In a novel experiment, researchers from the University of Florida and Oregon State University tested the influence of horse training methods on horses’ ability to follow human pointing gestures. They found that those trained with lots of ground work and body communication (specifically, the Parelli method) learned to recognize finger pointing faster than horses trained using traditional methods.
“The horse industry has very different training methods available, and we really wanted to compare a method that uses human body language to one that does not, in its effect on the animal’s ability to detect human gestures,” said Nicole R. Dorey, PhD, of the University of Florida.
Dorey’s team worked with two groups of horses with two different training backgrounds. Half the horses were trained by official Parelli trainers using significant ground work that relies on the horse’s recognition of cues coming from human body language, such as hand and head movements. The other half were trained using traditional methods—basic pressure/release negative reinforcement rapidly leading to mounted work under saddle and bit, where the horse does not see the human as much.
Dorey’s team taught 20 horses to recognize that treats would be placed in one of two buckets near a handler in a small testing area. Once the horses understood that food would be dropped into only one bucket, the testing phase began. The handler would point to the bucket where the food would go (randomly the left or right bucket), and the horse would choose which bucket to walk toward.
Only one horse—a Parelli horse—was able to choose the correct bucket following the pointing gesture at a higher success rate than chance alone during the first 10 trials, Dorey said.
However, after the first 10 trials, the Parelli horses showed a learning curve that the traditionally trained horses did not.
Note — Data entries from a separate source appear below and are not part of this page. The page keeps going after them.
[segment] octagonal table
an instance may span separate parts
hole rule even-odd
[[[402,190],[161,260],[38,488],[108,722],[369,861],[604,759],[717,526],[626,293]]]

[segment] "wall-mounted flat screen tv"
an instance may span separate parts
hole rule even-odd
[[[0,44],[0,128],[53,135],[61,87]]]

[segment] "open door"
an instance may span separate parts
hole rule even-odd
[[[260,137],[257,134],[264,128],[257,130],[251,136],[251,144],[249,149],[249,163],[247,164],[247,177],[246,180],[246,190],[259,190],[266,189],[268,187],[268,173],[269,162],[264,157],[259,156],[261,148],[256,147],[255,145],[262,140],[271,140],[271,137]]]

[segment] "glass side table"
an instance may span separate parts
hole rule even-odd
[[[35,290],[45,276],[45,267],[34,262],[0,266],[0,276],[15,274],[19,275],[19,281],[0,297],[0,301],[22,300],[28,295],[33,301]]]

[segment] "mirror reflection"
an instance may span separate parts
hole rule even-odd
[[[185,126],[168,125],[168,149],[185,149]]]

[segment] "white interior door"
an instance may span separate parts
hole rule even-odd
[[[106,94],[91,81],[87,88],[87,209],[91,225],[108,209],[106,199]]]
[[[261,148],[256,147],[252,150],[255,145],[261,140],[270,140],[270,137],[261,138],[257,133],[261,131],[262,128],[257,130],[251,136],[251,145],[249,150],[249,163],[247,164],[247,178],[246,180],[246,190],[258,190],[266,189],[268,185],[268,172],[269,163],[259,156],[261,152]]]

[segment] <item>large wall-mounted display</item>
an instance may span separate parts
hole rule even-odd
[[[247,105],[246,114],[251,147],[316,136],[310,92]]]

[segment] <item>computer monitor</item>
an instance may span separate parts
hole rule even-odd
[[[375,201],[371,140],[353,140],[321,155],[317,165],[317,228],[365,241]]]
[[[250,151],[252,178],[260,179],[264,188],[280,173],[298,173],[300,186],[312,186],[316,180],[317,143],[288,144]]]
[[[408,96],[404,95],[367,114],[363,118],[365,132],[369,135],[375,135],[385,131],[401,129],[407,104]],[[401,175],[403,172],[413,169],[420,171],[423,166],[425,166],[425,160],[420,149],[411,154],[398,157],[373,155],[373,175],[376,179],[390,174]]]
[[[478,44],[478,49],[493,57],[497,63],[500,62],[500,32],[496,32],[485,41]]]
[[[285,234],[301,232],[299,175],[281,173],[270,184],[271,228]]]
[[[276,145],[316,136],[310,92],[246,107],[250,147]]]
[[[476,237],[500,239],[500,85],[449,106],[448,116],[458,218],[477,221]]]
They started picking up the connection between the pointing gesture and the location of the treats significantly faster than the other horses, the team said. And by the end of the experiment, 90% of the Parelli horses were consistently choosing the right bucket, compared to only 40% of the traditionally trained horses.
“The Parelli horses probably learned faster because this is what they’re trained to do, what they’re trained to look at,” Dorey said. “But I don’t think the other horses couldn’t be trained to do the same thing. I feel sure that the traditionally trained horses would have eventually learned, if we had given them more time.”
The study results also confirmed the theory that horses do not innately recognize human gestures, despite some suggestions to the contrary, Dorey added. “I feel confident in saying that horses aren’t born understanding human gestures,” she said.